Como lidar com essa questão, uma vez que crianças e adolescentes estão cada vez mais atraídos pelo universo digital e tudo o que ele oferece de positivo e negativo?

Tiba – Todos precisam entender que a internet é uma ferramenta, lida com aspectos de máquina do ser humano. Tecnicamente são máquinas. O problema é que ninguém está preparando a alma dessas pessoas que vão comandar as máquinas.
Na web, os filhos têm um universo à frente em que não há barreira nenhuma, seja política, de idioma, geográfica.
Por isso, é preciso cuidado.
A escola, por exemplo, não sabe usar essa ferramenta.
Os pais devem aproveitar o universo digital a serviço também da família.
Tudo fica mais fácil se agregarmos o virtual à nossa vida presencial.
Para tanto é necessário que os pais compreendam o virtual.
É fundamental saber que o virtual é um recurso a mais para a felicidade, que é presencial.
Não se pode ficar o dia inteiro no computador.
Isso não é felicidade.
É preciso criar condições para que eles aprendam a curtir presencialmente e não viver, simplesmente, curtindo o virtual dos outros.

Qual a importância da informação para os pais, no que se refere às diversas fases pelas quais passam os filhos, para uma criação bem-sucedida?

Tiba – É fundamental. Por isso, larguei a vida acadêmica. Deixei de ensinar Medicina, onde fiquei por 22 anos, e passei a tentar transmitir o que sei para os pais, que serão os educadores. Dedico- me a isso há 23 anos e sinto que é necessário, pois ninguém sente falta do que não conhece.
Mas se existem informações a mais, que podem ajudar na busca por estratégias de ação, acho válido.
Na verdade, ninguém está totalmente pronto, pois tudo pode ser aperfeiçoado.
Os indivíduos se transformam em educadores, assim que nascem seus filhos, sem preparo nenhum.
Adotam uma postura de saber o que é bom para o filho, sem quaisquer estudo, prática ou experiência.
Para não errar é necessário se preparar para ser educador.
Educação não é um processo emocional e, sim, racional, com regras muito claras criadas por pessoas que lidam com muita gente.
Suas práticas são muito maiores e podem dar um horizonte e traçar projetos adequados a cada tendência dos filhos.
Desta forma, os pais adquirem uma direção a seguir.
É imprescindível ter referências.

Um das maiores saias justas que os pais encontram em se tratando de orientação aos filhos é em relação à presença das drogas na sociedade.
Como observa essa questão? Como pais e escola devem abordar o tema?

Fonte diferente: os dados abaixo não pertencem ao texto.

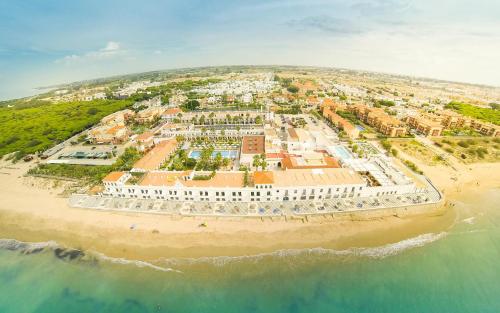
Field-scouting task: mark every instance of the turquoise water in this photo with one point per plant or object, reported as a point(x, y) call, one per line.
point(230, 154)
point(457, 271)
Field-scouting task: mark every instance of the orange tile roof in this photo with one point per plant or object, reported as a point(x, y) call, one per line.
point(292, 162)
point(162, 178)
point(172, 111)
point(113, 177)
point(113, 130)
point(221, 179)
point(316, 177)
point(265, 177)
point(145, 136)
point(154, 158)
point(293, 133)
point(253, 145)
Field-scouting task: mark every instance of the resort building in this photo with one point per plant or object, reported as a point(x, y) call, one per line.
point(145, 141)
point(485, 128)
point(171, 113)
point(340, 122)
point(156, 156)
point(108, 134)
point(250, 147)
point(148, 115)
point(426, 124)
point(260, 186)
point(379, 119)
point(118, 118)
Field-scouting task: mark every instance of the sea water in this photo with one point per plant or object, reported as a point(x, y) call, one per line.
point(453, 271)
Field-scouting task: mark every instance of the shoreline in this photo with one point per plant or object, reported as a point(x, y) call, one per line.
point(44, 216)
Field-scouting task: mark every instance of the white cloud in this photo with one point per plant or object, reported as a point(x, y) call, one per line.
point(111, 49)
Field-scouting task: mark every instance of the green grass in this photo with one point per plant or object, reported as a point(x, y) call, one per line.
point(484, 114)
point(88, 173)
point(43, 125)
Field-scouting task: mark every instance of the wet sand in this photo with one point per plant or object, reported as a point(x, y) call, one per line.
point(32, 211)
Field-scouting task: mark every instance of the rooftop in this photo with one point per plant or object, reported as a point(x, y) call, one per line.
point(154, 158)
point(253, 145)
point(316, 177)
point(113, 177)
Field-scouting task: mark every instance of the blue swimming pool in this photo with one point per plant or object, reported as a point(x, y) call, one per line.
point(360, 128)
point(230, 154)
point(342, 153)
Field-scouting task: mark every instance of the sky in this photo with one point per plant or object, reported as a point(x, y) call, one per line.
point(47, 42)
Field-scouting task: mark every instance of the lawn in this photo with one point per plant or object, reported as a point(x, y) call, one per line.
point(39, 127)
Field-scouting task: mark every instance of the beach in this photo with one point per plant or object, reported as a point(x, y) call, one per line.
point(32, 210)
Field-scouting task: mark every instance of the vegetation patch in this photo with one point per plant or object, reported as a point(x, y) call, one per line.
point(43, 125)
point(484, 114)
point(88, 173)
point(471, 150)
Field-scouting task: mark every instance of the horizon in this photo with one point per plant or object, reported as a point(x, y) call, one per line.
point(40, 90)
point(116, 38)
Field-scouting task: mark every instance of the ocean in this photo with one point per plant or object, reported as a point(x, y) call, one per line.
point(454, 271)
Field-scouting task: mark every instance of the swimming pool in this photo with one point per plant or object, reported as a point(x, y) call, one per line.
point(230, 154)
point(342, 153)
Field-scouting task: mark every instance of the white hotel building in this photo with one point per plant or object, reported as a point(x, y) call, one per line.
point(261, 186)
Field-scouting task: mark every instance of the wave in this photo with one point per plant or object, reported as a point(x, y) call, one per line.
point(167, 264)
point(137, 263)
point(370, 252)
point(71, 254)
point(26, 247)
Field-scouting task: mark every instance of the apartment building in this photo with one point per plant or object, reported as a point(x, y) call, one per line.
point(427, 124)
point(379, 119)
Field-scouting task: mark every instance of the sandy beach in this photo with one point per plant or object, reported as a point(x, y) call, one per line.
point(32, 210)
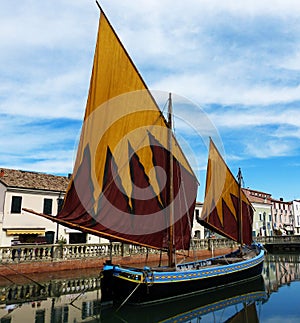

Tiba – O vício é uma falência da felicidade. No início, todos procuram a felicidade. Alguém que é infeliz, consome drogas para ficar feliz. Quem é insatisfeito, usa para ficar satisfeito. O problema não é a droga, em si, mas a infelicidade, a insatisfação.
A grande dificuldade é que o vício é o resultado dos prazeres conseguidos com sua utilização, que, com o tempo, perde seus efeitos e logo precisa de mais prazeres.
A droga traz uma felicidade química, que vai embora logo e faz com que a pessoa sinta necessidade de aumentar a dose, para ter novamente a sensação, ou, então, mudar de droga.
Os pais têm de impor aos filhos que existem coisas que eles só podem fazer ou experimentar quando forem adultos, pois nossa mente se vicia com o prazer.
Ela se organiza para conseguir que seu dono busque mais prazeres, e o prazer conseguido funciona como recompensa desta busca.
Portanto, a mente premia quem busca.
Por isso, todos são viciáveis.
A diferença está em quem controla esta busca.
Hoje, um bom livro de educação de filhos precisa trazer referências sobre a prevenção contra drogas.
Por isso, em todas as minhas obras, destaco um capítulo sobre o tema.
Neste último, eu afirmo que a maconha faz mal, sem entrar na discussão de liberação ou se é crime ou não.
O que digo é que faz mal e isto é um fato científico.
A melhor proteção é fazer com que se pratique o que chamo de cidadania familiar em casa.
Cidadania familiar se traduz no fato de que ninguém poder fazer em casa o que não é permitido fora dela.
Os filhos são assumidos pelos pais, que são responsáveis por eles, enquanto são incapazes.
O que acontece é que os pais incapacitam os filhos quando não os preparam para evitar as drogas, principalmente, a maconha.
Um dos problemas principais é que a droga, hoje, virou um ponto de vista e não um problema de vício.
Transformou- se, meramente, em uma opinião.
Pelos conhecimentos médicos, independentemente das correntes a favor, opiniões pessoais de celebridades e formadores de opinião irresponsáveis, por deixarem de explicar a realidade médica da maconha, eu não sou a favor de nada que prejudique a saúde.
‘Eu acho que não faz mal’, dizem alguns.
Entretanto, ela pode inibir sonhos, desejos, deixa a pessoa acomodada e tira a vontade própria.
O uso indiscriminado leva à Síndrome Amotivacional, quando o usuário crônico não encontra motivação para fazer nada além de fumar maconha.
Começa interrompendo atividades mais difíceis e acaba não conseguindo realizar nenhuma outra.
Largam a higiene, as atividades diárias, não fazem as refeições com a própria família, abandonam a escola, o trabalho, a família e acabam se abandonando à prostração, sem motivação para viver.
Portanto, o usuário da maconha perde a alegria de viver, os relacionamentos saudáveis, se liga aos demais usuários e se despersonaliza.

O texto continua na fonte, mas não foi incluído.